Circulating TNF-α Level Was Linked With Improved Markers of NAFLD in the Absence of Dietary Vitamin D Supplementation But Not Skin Exposure to UVR
The ability of phototherapy to suppress the development of NAFLD has been associated with reduced expression of TNF-α (13). However, long-term UVR did not modify serum TNF-α levels after 12 weeks of UVR/dietary intervention in mice fed a high-fat diet (Fig. 5D). Vitamin D supplementation reduced circulating TNF-α levels in mice fed an HF-D+ when compared with those fed an HF-D− (Fig. 5D). Serum levels of IL-6 and IL-10 were below the level of detection of the ELISA.
UV-Induced NO Suppresses the Development of Obesity and Symptoms of MetS
A role for NO, an alternate (non–vitamin D) mediator induced by UVR, was examined. Skin levels of NO increased from as early as 5 min after UVR/SNAP (Fig. 6A and B) treatment as determined using DAF-2. To examine a role for UVR-induced NO in modulating obesity and MetS symptoms, 4-week-old C57BL/6 male mice were fed an LF-D− for 4 weeks. From 8 weeks of age, mice were either continued on this diet or switched to the HF-D−, with mice fed an HF-D− further divided into groups receiving the following five dorsal skin treatments: 1) vehicle only; 2) suberythemal UVR (1 kJ/m2) and then vehicle; 3) SNAP; 4) suberythemal UVR and then cPTIO; or 5) suberythemal UVR and then 1,25(OH)2D. This final treatment was selected to test whether active 1,25(OH)2D could prevent the suppressive effects of UVR on obesity and MetS development (like dietary vitamin D in Supplementary Fig. 3A) through inhibition of skin-induced NO. Indeed, vitamin D may repair UV-induced DNA damage in skin by suppressing NO (27).
After 12 weeks of feeding mice the HF-D−, skin NO levels were assessed 10 min after a final treatment with one of the five topical treatments detailed above. Skin NO levels increased with UVR or SNAP (Fig. 6C). The NO scavenger cPTIO reduced levels of NO in skin after UVR treatment, but, unexpectedly, 1,25(OH)2D did not. Serum nitrite/nitrate concentrations, measured 20 min after the final skin treatment, were not altered by treatment with long-term low-dose UVR or SNAP (data not shown). Long-term UVR suppressed weight gain and the accumulation of WAT after 12 weeks of the HF-D− (Fig. 6D). Long-term SNAP treatment also effectively suppressed mouse weights (although not weight gain) and WAT accumulation (Fig. 6D). However, neither the NO scavenger cPTIO nor 1,25(OH)2D reversed the suppressive effects of UVR on weight gain or WAT accumulation. Indeed, the UVR and 1,25(OH)2D treatment was more effective than UVR treatment alone, but this observation may reflect the hypercalcemia observed early on with topical 1,25(OH)2D treatment (4 weeks post-UVR [2.4 ± 0.03 mmol/L] vs. post-UVR+1,25(OH)2D [3.5 ± 0.07]; *P < 0.001 for serum calcium). In response to these observations, we halved the dose of 1,25(OH)2D administered, and mice were treated only once per week after 4 weeks of intervention. Despite this change, 1,25(OH)2D-treated mice were still modestly hypercalcemic at the end of the experiment (12 weeks post-UVR [2.4 ± 0.03] vs. post-UVR+1,25(OH)2D [2.7 ± 0.07]; *P < 0.001 for serum calcium).

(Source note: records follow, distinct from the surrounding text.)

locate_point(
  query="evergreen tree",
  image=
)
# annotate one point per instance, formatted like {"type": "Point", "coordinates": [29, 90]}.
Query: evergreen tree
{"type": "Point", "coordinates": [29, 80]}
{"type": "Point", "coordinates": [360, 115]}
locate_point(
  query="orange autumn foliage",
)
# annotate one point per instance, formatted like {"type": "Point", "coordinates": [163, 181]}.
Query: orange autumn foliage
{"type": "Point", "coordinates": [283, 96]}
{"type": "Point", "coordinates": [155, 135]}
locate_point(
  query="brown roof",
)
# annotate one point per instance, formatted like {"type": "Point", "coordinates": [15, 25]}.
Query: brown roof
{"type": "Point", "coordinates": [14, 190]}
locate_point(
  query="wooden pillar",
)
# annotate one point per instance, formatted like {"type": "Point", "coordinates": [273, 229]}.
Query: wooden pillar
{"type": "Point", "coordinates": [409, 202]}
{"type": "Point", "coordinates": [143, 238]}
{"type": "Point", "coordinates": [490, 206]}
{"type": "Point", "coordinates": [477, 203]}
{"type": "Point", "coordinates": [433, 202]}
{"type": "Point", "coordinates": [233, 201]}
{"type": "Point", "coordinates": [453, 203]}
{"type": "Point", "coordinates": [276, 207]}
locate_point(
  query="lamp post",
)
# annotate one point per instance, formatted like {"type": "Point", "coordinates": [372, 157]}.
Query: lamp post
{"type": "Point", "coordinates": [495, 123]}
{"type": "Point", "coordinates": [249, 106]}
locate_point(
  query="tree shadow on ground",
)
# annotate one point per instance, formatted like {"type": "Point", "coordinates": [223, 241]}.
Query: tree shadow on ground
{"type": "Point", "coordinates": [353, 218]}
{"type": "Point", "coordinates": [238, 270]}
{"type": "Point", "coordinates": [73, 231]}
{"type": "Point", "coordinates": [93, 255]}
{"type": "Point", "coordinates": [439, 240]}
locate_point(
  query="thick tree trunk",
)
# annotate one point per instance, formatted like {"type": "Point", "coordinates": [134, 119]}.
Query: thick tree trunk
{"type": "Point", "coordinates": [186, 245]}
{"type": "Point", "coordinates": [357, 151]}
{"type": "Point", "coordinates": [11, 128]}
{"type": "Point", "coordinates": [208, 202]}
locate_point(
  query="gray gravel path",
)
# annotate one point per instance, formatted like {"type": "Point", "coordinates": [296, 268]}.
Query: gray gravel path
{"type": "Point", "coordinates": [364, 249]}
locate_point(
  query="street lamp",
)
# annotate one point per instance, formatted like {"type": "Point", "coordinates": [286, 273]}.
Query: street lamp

As observed previously, long-term UVR exposure suppressed fasting glucose and insulin levels, and the development of glucose intolerance and insulin resistance (Fig. 6E and F). Here, long-term SNAP treatment also suppressed the development of insulin resistance (Fig. 6F). Furthermore, cPTIO treatment after UVR reversed the suppressive effects of UVR alone upon fasting glucose levels (Fig. 6E). Finally, both long-term UVR and SNAP treatment suppressed the development of NAFLD, while cPTIO reversed the effects of UVR upon liver histopathology (Fig. 6G). Cumulatively, these data suggest that UVR-induced NO may play an important role in modulating the development of obesity and MetS through effects on weight, WAT accumulation, fasting glucose level, and the development of insulin resistance and NAFLD.
Discussion
Here we present evidence that long-term skin exposure to low-dose (suberythemal) and high-dose (erythemal) UVR suppresses the development of obesity and measures of MetS in mice fed a high-fat diet. Vitamin D supplementation alone did not reproduce these effects. In addition, the suppressive effects of UVR on obesity and MetS development were not observed to the same degree in mice that were further supplemented with vitamin D (i.e., HF-D+). For mice fed a high-fat diet, serum 25(OH)D levels were not enhanced by long-term UVR exposure, suggesting that any effects induced by UVR in these mice were independent of circulating 25(OH)D levels. The HF-D− increased circulating 25(OH)D levels; it is likely that this diet contains vitamin D, perhaps within the lard-derived fat fraction. Supplementation of this diet with vitamin D (i.e., the HF-D+) further increased serum 25(OH)D levels. Both UV irradiation and vitamin D supplementation reduced the severity of NAFLD, suggesting that vitamin D can recapitulate the effects of UVR for the prevention of certain obesity-related pathologies. We also showed that some of the effects of UVR may occur through NO production. In particular, it is likely that UVR-induced NO may have profound effects on the development of NAFLD, as topical SNAP suppressed liver pathology, and cPTIO antagonized the effects of UVR. Various non–vitamin D immunomodulators induced by UVR, like NO (28), may be important for the regulation of immunity (29) and obesity/MetS development (30). Skin exposure to UVR releases NO from skin (28) and could control obesity through NO-dependent effects on mitochondria biogenesis within brown adipose tissue (31). We have recently shown that UVR-induced NO reduces blood pressure in healthy human volunteers (28). NO may also be a crucial modulator of insulin and glucose transport, and inhibition of NO may cause insulin resistance (32). Combined with our results, these studies point to topically induced NO as a potentially important clinical means to suppress obesity and type 2 diabetes development.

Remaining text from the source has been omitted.